Know when RBAC is the wrong model

One last piece of judgment, because it separates someone who knows the pattern from someone who knows its edge.

RBAC models permissions through roles, which works beautifully when access is about what kind of user you are: an admin, an editor, a viewer. It buckles the moment access becomes about your relationship to one specific thing. As soon as the requirement is "Alice can edit this document but not that one," roles stop scaling, because expressing it means minting a role per resource, and role count explodes into something no one can reason about or audit.

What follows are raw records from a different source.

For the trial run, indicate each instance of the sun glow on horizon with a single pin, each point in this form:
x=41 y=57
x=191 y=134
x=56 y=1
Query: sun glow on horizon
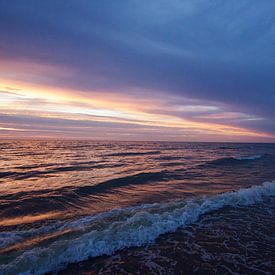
x=37 y=101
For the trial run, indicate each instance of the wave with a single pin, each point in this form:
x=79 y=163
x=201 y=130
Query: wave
x=114 y=230
x=235 y=160
x=250 y=157
x=125 y=154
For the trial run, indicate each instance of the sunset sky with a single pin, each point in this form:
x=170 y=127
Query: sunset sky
x=138 y=70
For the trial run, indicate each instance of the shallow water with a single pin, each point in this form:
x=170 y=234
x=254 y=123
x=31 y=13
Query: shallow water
x=156 y=207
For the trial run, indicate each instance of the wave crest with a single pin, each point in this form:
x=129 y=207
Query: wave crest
x=105 y=233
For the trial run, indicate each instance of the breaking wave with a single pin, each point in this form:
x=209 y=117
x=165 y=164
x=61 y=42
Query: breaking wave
x=105 y=233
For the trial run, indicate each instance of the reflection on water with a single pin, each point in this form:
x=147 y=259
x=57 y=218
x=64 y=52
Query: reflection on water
x=47 y=186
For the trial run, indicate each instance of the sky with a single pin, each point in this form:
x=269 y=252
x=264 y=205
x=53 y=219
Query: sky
x=181 y=70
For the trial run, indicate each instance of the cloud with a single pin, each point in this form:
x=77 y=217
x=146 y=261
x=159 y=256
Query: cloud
x=216 y=52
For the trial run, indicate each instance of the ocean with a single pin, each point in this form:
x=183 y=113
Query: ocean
x=95 y=207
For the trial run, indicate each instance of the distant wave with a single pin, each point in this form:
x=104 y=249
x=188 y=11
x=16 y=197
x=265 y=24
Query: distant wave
x=250 y=157
x=85 y=166
x=72 y=195
x=125 y=154
x=105 y=233
x=234 y=160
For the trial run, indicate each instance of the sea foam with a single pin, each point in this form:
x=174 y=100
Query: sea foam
x=108 y=232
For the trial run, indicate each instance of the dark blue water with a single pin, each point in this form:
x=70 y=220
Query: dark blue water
x=154 y=207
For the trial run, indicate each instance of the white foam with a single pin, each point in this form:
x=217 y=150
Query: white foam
x=135 y=226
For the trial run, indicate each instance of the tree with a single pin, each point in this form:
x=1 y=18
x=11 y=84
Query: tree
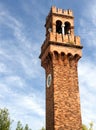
x=84 y=127
x=5 y=121
x=42 y=128
x=19 y=126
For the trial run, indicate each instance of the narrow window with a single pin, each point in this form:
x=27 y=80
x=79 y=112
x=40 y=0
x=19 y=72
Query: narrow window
x=58 y=26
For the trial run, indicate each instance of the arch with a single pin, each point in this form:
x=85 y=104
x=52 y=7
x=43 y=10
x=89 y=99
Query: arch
x=50 y=56
x=67 y=27
x=58 y=26
x=56 y=55
x=77 y=57
x=70 y=56
x=62 y=56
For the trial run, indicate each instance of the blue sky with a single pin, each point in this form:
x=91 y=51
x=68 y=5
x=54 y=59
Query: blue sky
x=22 y=79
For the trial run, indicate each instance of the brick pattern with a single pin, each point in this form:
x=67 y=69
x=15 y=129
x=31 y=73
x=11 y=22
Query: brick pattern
x=59 y=57
x=66 y=95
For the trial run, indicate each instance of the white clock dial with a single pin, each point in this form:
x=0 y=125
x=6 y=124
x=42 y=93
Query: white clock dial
x=49 y=79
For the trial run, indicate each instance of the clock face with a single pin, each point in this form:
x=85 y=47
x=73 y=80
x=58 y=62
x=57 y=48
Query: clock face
x=49 y=79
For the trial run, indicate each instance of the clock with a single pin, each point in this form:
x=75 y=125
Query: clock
x=49 y=79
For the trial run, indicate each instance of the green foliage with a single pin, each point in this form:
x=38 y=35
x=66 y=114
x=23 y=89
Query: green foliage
x=84 y=127
x=20 y=127
x=5 y=121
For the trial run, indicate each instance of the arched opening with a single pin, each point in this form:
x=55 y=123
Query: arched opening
x=58 y=26
x=67 y=28
x=56 y=55
x=62 y=56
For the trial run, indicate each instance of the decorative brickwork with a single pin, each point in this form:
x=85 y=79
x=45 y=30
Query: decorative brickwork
x=59 y=56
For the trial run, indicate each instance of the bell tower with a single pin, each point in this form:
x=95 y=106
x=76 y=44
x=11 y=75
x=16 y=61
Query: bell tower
x=59 y=56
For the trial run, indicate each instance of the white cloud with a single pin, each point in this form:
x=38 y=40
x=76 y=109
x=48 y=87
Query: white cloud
x=87 y=71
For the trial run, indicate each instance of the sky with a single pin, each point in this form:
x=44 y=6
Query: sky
x=22 y=79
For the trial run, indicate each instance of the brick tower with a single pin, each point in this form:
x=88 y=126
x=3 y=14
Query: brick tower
x=59 y=56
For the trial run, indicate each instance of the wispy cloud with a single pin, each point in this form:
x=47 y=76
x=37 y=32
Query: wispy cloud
x=18 y=66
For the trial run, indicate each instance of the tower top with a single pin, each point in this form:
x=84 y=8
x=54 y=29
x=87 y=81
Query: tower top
x=61 y=12
x=60 y=33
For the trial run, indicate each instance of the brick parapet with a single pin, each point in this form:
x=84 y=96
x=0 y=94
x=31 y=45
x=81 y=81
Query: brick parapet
x=62 y=12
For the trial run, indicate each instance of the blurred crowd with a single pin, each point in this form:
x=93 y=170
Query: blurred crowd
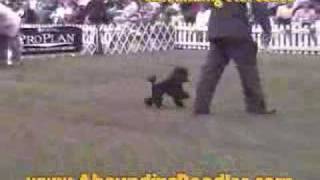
x=302 y=11
x=121 y=11
x=95 y=11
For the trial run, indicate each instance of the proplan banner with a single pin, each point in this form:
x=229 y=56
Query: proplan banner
x=50 y=40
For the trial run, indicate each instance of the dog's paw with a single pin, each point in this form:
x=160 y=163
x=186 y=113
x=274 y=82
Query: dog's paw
x=148 y=101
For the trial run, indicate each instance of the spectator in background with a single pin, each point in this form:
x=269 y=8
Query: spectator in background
x=203 y=16
x=306 y=14
x=130 y=9
x=95 y=12
x=9 y=30
x=30 y=16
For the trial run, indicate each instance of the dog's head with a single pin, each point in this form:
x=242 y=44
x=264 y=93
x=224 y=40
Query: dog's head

That smell, roles multiplying to encode per-object access, is the signal to look at relationship-based authorization: the model behind Google's Zanzibar and tools like OpenFGA, where access is a graph of relationships ("Alice is an editor of doc 17") rather than a pile of roles. You do not start there, because the machinery is not free and most systems never need it. A matrix of subject, resource, and action, scoped per tenant, carries you a long way before relationships are the thing you are actually modeling. But catching the role-explosion smell early is what keeps you from bolting a hundred bespoke roles onto a model that quietly stopped fitting a year ago.

The honest landing

No design on this page is fast, fresh, simple, and outage-proof at the same time. The per-request database check is always fresh and chains your uptime to one dependency. The cache is fast and lies between updates. Events shrink the lie but can drop it on the floor. Tokens make reads free and revocation nearly impossible. Every option relaxes one property to buy another.

So the job was never to find the best authorization architecture. It is to match the consistency guarantee to what each resource costs you when you are wrong, and to stay honest about which property you gave up to get there. Grant lazily, because a slow yes is harmless. Revoke aggressively, because a slow no is an incident. Cache the read, audit the write, fail closed on the things that matter, and never let a single dropped message be the only thing standing between a revoked user and the money.